同社は、サービスやプラットフォーム、各製品を横断してエージェント自動化機能を組み込み、AIネイティブな基盤の構築を進める方針だ。
ServiceNowによると、企業のAI導入は依然として実証・試行段階にとどまっている。多くの組織では、連携していない多数のアプリケーションが個別に運用され、データサイロやセキュリティプロトコルも統一されていないという。
こうした分断は、自動化が成果につながりにくい要因になっている。チャットや要約のような用途には対応できても、実務を担うAIエージェントには業務全体のコンテキスト把握が欠かせず、その基盤が不足していると説明した。
この課題に対応するため、同社はContext Engineを投入する。組織内に散在するツールやアプリケーションを一元的に接続し、AIエージェントがビジネス全体の状況を把握できるようにする。
AIエージェントは判断の前提として、規制対応プロセスや承認手続きを自動で確認する仕組みを備える。Service GraphとKnowledge Graphを活用し、アプリケーション間の関係、資産の依存関係、ポリシー管理を理解できるとしている。
Context Engineは近く、一部顧客向けにプレビュー提供を開始する予定だ。あわせて開発者エコシステムの拡大に向け、ServiceNow SDKと「Build Agent Skills」を4月末に提供開始する。
開発者はClaude Code、OpenAI Codex、Cursorなどのサードパーティーツールを使ってアプリケーションを開発し、ServiceNowに直接デプロイできる。

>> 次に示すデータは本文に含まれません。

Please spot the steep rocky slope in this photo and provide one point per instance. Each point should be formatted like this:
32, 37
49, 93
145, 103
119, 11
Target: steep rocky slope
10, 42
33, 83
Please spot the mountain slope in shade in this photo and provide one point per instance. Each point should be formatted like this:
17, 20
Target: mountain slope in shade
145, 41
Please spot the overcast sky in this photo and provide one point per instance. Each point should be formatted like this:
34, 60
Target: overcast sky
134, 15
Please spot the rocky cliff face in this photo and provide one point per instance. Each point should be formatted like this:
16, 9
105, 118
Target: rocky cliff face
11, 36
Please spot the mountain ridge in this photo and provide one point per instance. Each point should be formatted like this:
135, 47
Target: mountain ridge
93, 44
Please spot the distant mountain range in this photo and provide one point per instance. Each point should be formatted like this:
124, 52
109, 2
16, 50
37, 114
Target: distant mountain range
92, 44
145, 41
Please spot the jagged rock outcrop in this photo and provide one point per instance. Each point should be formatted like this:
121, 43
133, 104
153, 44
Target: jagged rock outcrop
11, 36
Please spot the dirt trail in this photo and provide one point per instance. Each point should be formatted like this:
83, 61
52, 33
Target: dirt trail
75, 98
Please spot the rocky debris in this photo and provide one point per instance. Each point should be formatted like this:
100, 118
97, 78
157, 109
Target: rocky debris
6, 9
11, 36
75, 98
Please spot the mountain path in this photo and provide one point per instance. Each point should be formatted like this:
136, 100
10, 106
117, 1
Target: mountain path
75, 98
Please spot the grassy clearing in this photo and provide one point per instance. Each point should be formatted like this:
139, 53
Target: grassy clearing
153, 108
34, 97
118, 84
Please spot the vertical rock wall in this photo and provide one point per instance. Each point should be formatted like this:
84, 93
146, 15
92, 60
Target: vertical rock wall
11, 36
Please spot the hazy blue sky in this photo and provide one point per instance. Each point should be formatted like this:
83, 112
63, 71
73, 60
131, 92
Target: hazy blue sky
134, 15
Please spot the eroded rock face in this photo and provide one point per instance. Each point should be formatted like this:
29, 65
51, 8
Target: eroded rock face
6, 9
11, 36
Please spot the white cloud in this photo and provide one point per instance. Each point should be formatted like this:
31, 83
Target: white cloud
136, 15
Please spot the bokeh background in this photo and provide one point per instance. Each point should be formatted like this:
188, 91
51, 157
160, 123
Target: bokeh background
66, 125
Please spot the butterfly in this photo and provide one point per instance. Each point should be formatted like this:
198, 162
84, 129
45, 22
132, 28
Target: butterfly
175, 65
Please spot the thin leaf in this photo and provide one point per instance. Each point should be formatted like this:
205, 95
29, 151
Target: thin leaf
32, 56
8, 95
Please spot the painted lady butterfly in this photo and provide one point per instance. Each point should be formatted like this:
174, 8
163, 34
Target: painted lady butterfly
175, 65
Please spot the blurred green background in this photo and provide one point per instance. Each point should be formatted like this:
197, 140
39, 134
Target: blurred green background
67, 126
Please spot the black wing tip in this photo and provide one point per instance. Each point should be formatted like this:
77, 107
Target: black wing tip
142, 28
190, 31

デプロイ後は、ServiceNowのセキュリティとガバナンスの仕組みが自動的に適用されるという。
また、同社は中堅・中小企業向けに「Enterprise Service Management Foundation」も投入する。IT、人事、法務のサービス自動化を支援するAIエージェントを導入しやすくする狙いだ。
ServiceNowの社長兼最高製品責任者(CPO)、アミット・ザベリ氏は「顧客がすべての製品とパッケージで完全なAIネイティブ体験を始められるよう、必要な機能を標準で提供する」と述べた。